The city plans to meet with neighbors about the proposal, Downs said, adding that there are always concerns with large events, like how they would impact traffic and parking. Organizers plan to make “investments and capital improvements to the park” if the festival is approved, Downs said.

City Councilor Andrew Zarro, who represents District 4 and includes Payson Park, was excited to see Portland considered for an event like this. He shared the concern for traffic, adding that the city will need to find a way for people to get to the festival without using their cars.

“We would never consider something like this if there wasn’t the infrastructure in place of getting people in and out,” Zarro said.

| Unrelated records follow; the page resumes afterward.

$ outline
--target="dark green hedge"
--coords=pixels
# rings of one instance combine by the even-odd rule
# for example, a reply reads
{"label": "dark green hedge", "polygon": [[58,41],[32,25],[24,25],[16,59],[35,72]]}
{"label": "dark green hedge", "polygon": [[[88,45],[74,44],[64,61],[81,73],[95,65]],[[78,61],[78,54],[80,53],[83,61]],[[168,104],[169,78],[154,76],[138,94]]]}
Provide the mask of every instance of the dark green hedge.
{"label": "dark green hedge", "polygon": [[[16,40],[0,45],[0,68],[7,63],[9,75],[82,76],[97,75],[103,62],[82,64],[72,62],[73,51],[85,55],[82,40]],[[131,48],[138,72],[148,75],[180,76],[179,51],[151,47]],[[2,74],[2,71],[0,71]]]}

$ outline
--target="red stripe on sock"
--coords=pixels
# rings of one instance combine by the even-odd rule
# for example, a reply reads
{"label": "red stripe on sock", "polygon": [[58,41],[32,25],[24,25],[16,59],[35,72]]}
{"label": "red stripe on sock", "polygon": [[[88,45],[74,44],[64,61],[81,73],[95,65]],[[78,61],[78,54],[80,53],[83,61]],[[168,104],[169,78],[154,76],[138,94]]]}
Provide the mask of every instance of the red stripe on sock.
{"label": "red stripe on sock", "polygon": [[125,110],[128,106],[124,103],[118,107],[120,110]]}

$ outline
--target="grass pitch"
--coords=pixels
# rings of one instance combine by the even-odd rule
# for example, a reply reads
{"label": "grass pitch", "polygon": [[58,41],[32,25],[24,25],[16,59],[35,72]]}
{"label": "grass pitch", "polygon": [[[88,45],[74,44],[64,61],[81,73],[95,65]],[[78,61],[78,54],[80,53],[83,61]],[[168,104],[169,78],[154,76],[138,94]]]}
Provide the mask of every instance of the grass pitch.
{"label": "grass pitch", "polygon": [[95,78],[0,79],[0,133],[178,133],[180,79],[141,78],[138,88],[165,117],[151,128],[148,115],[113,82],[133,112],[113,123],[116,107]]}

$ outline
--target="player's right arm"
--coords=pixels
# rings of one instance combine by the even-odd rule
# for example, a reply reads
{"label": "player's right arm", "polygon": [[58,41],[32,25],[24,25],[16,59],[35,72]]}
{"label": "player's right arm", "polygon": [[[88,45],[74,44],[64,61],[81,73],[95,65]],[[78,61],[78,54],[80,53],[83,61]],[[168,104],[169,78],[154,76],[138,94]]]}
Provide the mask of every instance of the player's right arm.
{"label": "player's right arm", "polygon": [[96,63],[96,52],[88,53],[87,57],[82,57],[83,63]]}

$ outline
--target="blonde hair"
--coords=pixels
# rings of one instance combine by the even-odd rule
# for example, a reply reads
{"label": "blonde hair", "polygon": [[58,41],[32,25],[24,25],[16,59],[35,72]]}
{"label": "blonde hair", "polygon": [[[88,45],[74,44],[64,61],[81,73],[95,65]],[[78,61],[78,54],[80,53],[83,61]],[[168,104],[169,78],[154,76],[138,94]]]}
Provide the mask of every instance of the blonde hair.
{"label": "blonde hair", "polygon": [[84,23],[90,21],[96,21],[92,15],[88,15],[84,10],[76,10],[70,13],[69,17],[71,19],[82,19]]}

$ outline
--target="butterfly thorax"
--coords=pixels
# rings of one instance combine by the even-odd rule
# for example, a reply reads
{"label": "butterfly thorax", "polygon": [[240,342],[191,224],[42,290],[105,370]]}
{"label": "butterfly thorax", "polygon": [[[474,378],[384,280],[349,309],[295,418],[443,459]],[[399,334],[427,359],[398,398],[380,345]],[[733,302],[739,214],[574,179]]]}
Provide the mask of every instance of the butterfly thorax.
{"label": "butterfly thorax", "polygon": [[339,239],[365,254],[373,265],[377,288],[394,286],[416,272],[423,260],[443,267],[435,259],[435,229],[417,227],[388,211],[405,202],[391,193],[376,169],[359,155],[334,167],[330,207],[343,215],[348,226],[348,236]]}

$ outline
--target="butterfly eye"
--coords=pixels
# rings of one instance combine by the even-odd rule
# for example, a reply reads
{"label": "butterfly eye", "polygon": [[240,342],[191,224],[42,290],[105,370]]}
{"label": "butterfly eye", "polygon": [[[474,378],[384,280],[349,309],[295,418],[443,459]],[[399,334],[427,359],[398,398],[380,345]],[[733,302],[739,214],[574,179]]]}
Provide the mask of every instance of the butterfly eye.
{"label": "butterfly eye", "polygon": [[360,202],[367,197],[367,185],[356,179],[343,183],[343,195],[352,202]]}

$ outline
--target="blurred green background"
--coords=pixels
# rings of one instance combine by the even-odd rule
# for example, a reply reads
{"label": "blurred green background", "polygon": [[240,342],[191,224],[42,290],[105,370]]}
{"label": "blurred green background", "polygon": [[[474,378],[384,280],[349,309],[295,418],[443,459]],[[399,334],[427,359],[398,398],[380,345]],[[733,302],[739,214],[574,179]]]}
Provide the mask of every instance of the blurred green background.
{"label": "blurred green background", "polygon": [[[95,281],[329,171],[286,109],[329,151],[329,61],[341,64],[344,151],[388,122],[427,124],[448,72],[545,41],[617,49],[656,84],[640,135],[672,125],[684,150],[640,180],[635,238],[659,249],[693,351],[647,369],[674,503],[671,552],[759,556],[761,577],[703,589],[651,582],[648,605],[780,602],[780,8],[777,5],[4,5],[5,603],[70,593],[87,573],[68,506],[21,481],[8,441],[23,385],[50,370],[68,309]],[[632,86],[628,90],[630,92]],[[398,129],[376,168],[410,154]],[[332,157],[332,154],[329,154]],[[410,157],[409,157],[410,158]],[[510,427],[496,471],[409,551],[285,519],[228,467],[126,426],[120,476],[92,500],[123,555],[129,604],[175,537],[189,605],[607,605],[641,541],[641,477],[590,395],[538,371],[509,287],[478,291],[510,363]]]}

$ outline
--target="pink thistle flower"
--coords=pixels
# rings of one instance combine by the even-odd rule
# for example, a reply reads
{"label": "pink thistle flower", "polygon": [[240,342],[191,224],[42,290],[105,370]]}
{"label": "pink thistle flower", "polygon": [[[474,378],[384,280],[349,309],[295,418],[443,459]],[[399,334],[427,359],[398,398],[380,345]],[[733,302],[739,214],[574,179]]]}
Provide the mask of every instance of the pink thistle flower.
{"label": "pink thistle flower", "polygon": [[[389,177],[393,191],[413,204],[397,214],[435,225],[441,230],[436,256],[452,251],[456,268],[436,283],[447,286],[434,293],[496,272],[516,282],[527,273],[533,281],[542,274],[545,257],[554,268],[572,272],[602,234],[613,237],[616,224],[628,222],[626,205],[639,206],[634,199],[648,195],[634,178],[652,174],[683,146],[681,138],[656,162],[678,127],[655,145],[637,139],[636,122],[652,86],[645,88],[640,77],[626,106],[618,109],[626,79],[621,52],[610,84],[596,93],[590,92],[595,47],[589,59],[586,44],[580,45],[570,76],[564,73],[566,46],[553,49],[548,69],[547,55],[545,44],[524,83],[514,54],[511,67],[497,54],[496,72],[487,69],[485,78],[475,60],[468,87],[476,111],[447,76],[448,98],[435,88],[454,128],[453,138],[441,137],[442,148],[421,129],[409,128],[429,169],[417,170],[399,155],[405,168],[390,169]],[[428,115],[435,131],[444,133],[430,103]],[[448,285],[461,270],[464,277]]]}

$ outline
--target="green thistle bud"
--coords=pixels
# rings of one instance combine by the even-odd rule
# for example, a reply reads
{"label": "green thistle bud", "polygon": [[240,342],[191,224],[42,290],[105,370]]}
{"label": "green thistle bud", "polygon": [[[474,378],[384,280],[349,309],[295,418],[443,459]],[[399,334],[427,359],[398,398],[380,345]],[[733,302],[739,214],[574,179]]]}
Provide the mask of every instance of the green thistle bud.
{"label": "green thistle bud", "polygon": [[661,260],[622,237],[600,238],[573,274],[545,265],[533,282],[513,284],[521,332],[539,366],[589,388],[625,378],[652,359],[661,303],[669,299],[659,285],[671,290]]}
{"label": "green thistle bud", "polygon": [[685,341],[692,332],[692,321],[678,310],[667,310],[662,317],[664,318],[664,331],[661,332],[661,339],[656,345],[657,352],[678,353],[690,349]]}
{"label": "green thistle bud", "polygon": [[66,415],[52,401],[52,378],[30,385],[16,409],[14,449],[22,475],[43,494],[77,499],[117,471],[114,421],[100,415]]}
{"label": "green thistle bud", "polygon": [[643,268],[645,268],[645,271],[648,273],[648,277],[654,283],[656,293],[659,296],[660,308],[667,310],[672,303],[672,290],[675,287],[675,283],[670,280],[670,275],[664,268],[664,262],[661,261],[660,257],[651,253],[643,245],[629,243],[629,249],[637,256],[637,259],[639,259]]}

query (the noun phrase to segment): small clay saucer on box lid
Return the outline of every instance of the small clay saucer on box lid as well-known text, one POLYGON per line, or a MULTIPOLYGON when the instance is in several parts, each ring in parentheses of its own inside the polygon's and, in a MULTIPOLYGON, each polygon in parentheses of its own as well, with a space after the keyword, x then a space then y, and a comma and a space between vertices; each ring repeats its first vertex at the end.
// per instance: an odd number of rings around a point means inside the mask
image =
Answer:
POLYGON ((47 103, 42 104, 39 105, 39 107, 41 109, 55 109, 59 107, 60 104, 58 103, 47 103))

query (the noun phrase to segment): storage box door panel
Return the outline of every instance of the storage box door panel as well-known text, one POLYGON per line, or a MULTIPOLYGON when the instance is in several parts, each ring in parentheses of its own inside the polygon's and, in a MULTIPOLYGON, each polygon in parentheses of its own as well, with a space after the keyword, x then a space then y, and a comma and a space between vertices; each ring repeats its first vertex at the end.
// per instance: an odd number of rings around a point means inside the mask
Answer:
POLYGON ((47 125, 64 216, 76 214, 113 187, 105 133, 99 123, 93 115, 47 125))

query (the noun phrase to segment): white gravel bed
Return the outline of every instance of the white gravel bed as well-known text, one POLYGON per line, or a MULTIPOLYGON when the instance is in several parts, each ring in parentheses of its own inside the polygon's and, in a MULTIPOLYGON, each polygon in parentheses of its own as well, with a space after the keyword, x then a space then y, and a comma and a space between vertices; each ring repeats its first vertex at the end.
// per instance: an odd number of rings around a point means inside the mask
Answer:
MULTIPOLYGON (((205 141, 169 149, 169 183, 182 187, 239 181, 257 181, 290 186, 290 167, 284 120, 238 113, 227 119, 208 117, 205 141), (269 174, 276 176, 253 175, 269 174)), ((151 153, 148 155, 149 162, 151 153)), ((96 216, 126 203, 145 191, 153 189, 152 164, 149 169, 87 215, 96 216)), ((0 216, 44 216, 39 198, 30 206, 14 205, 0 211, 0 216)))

Zarro was confident in the organizers ability to put a good plan in place, and that the city wouldn’t set up something that the community didn’t want.

“I’m completely fine with it, I think this is fun,” Zarro said. “I’ve been on the Council for two years, and we’re always reacting. We rarely come together and do something that makes people feel good and makes investments in the community and leaves the place better than we found it.”

Some nearby residents take a dim view of the plan. Cathy Ramsdell, a member of the community organization Friends of Payson Park who lives near it, said she and other neighbors learned of the proposal last week. Initially they assumed it would be a Portland-based event, drawing local bands, but they learned the goal was to draw national acts, “which is very different.”

“I’m not sure it’s a good fit for Payson Park,” she said, adding she was only speaking for herself, and not the organization. “I’m of the opinion that public parks are for the public to access freely, not for private enterprise.”

Ramsdell worried that the festival would prevent people from using the park, owing to the festival’s substantial set-up and tear-down time. She lamented that the neighborhood had already been dealing with traffic concerns, citing construction work in the area that has shut down Baxter Boulevard since the spring. The city’s latest projections are that Baxter Boulevard from Vannah Street to the park will remain closed until July 2023. 

Ramsdell added that there are other places such a festival could take place.

“I thought this is what Rock Row was for,” Ramsdell said.

Ramsdell is also concerned that developers are underselling the event, and it could draw as many as 15,000 people per day.

“It’s going to be a challenge for us as citizens to see where this is going, especially with city staff being so excited,” she said. “I’m not sure this is an appropriate use.”